History
- Name: 1902–1933: SS Unity
- Operator: 1902–1905: Co-operative Wholesale Society Limited; 1905–1918: Lancashire and Yorkshire Railway;
- Port of registry: United Kingdom
- Builder: Murdoch and Murray Port Glasgow
- Yard number: 190
- Launched: 1 November 1902
- Fate: Sunk 2 May 1918

General characteristics
- Tonnage: 1,091 GRT
- Length: 246.8 ft (75.2 m)
- Beam: 36.3 ft (11.1 m)
- Draught: 13.5 ft (4.1 m)

= SS Unity =

SS Unity was a freight vessel built for the Co-operative Wholesale Society Limited in 1902.

==History==

Unity was built by Murdoch and Murray Port Glasgow for the Co-operative Wholesale Society and launched on 1 November 1902.

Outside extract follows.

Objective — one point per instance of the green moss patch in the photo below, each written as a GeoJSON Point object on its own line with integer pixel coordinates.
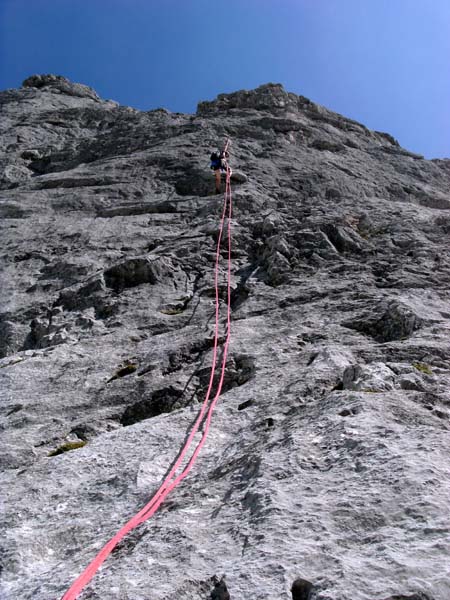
{"type": "Point", "coordinates": [67, 447]}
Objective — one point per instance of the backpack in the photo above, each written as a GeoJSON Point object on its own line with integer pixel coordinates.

Unity was obtained in 1905 by the Lancashire and Yorkshire Railway.

Having avoided a torpedo attack which sank another vessel from the line in April 1918, Unity was torpedoed and sunk on 2 May 1918 by the Imperial German Navy submarine in the English Channel 9 mi southeast of Folkestone with the loss of twelve of her crew.